Death & the City Book Two
Page 21
“What are you looking for?” I ask, not in the least fazed by his curiosity.
“You,” he says, finding my photo I.D. “Here you are. Recognise yourself?”
I glance at my driver’s licence in his hand. My hair used to be dark, but it’s still me. I have a weird feeling, sort of a settling sensation, as if I’ve been in an out-of-body experience all morning. Seeing the photograph of myself is the necessary grounding force to bring me back down to Earth.
“That’s what I thought.” Connor puts it away again. “Transference. Spend too much time focusing on someone else, you lose your own sense of self. Remote influencing acting on the observer, not on the subject. Like Flynn said, you’re a psychological sponge. To be honest, I don’t think this is the work direction they should be pushing you in, for your own sake.”
I shrug.
“They think I’m good at it.”
“Yeah, you are, because you forget yourself in the process. I think you should be doing something that reinforces who you are, instead of steals you from yourself.”
“Maybe I don’t want constant reminders of who I am,” I remark.
“Too late,” Connor smirks. “Because you’ve got me backing you up now.”
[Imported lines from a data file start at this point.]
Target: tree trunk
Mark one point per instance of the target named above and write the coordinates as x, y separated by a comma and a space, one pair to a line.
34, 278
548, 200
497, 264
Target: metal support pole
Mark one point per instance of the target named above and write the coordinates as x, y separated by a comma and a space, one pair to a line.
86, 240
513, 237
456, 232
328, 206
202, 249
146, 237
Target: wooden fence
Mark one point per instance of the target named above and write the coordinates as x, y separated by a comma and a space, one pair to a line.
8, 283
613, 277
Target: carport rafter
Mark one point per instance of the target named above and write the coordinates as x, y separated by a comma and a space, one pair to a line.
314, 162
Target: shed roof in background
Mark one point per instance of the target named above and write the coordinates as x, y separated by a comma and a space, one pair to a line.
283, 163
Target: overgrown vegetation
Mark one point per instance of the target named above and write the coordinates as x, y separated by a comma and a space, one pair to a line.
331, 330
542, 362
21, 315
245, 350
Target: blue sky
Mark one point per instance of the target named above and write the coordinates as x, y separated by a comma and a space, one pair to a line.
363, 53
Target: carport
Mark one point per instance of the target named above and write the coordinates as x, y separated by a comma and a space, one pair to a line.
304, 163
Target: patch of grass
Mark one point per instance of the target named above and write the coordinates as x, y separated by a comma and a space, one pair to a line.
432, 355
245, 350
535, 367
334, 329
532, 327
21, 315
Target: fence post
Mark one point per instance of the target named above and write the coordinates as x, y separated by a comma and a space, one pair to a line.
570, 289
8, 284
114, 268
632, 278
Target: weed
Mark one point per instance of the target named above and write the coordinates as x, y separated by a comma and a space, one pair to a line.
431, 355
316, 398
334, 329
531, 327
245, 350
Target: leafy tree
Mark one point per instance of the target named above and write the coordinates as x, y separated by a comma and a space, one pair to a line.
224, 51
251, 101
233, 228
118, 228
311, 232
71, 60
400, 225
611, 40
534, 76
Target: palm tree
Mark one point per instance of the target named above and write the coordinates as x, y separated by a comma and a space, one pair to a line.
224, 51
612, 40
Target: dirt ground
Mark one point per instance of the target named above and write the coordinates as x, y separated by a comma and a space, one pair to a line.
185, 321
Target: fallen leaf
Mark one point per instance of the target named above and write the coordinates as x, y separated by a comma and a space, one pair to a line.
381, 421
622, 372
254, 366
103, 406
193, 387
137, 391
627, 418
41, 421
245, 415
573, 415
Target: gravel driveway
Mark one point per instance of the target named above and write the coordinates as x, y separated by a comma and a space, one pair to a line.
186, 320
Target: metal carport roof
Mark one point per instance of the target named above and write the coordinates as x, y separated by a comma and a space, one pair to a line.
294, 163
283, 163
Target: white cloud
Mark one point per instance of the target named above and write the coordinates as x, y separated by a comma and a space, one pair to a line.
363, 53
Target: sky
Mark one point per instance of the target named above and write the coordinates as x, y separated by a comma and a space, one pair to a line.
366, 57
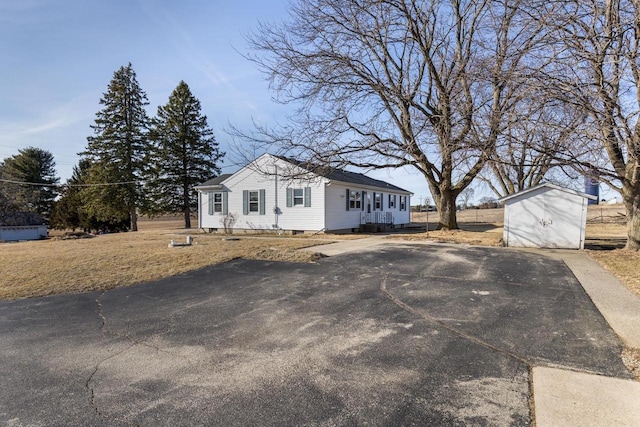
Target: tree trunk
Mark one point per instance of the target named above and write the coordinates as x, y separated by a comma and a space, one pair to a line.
185, 200
134, 219
446, 202
187, 217
631, 198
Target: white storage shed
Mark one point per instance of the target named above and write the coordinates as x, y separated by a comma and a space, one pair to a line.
545, 216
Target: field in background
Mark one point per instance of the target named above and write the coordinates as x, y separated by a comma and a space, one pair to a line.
107, 261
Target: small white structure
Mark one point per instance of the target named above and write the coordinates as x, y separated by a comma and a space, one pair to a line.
545, 216
25, 232
280, 194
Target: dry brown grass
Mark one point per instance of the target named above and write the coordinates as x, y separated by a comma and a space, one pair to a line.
104, 262
623, 264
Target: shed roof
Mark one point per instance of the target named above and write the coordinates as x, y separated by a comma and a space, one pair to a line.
547, 185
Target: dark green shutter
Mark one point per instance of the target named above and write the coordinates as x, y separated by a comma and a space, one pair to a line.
289, 197
245, 202
262, 202
307, 197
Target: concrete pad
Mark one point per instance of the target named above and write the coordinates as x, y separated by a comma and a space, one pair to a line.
566, 398
618, 305
344, 246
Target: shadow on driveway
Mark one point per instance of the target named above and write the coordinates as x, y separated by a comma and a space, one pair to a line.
402, 335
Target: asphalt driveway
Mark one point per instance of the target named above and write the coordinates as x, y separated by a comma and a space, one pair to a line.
403, 335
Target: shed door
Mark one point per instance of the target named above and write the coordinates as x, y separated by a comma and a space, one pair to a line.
525, 228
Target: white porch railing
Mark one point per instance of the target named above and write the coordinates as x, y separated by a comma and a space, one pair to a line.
376, 218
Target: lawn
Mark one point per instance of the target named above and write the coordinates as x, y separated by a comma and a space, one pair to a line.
107, 261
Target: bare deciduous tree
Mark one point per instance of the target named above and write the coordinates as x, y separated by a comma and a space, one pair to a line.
386, 84
597, 71
531, 148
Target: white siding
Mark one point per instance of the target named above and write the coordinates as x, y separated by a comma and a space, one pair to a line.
339, 218
547, 218
328, 201
253, 178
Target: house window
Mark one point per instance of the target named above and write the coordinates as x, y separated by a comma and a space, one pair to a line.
217, 202
377, 201
254, 201
299, 197
355, 199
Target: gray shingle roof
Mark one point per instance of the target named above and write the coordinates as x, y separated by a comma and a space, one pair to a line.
215, 181
334, 174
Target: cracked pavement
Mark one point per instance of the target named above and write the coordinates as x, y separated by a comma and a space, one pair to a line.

As I look at him, with no idea of what to say, he leans over and gives me a kiss.
“I don’t know who I am in this situation,” I confide, before he moves away. “Only what I read in other people.”
“Nobody knows who they really are,” he whispers in return. “You just have to wait and see how you deal with your own reality, not try and predict it, by projecting how you’d cope in someone else’s.”
He sits back and rests his arm around my waist as he sips his black coffee, glancing out of the window. Now I find myself wondering how he does it. Apart from admitting to his own self-control issues. Even without that, he still has a stronger sense of his own identity than I do.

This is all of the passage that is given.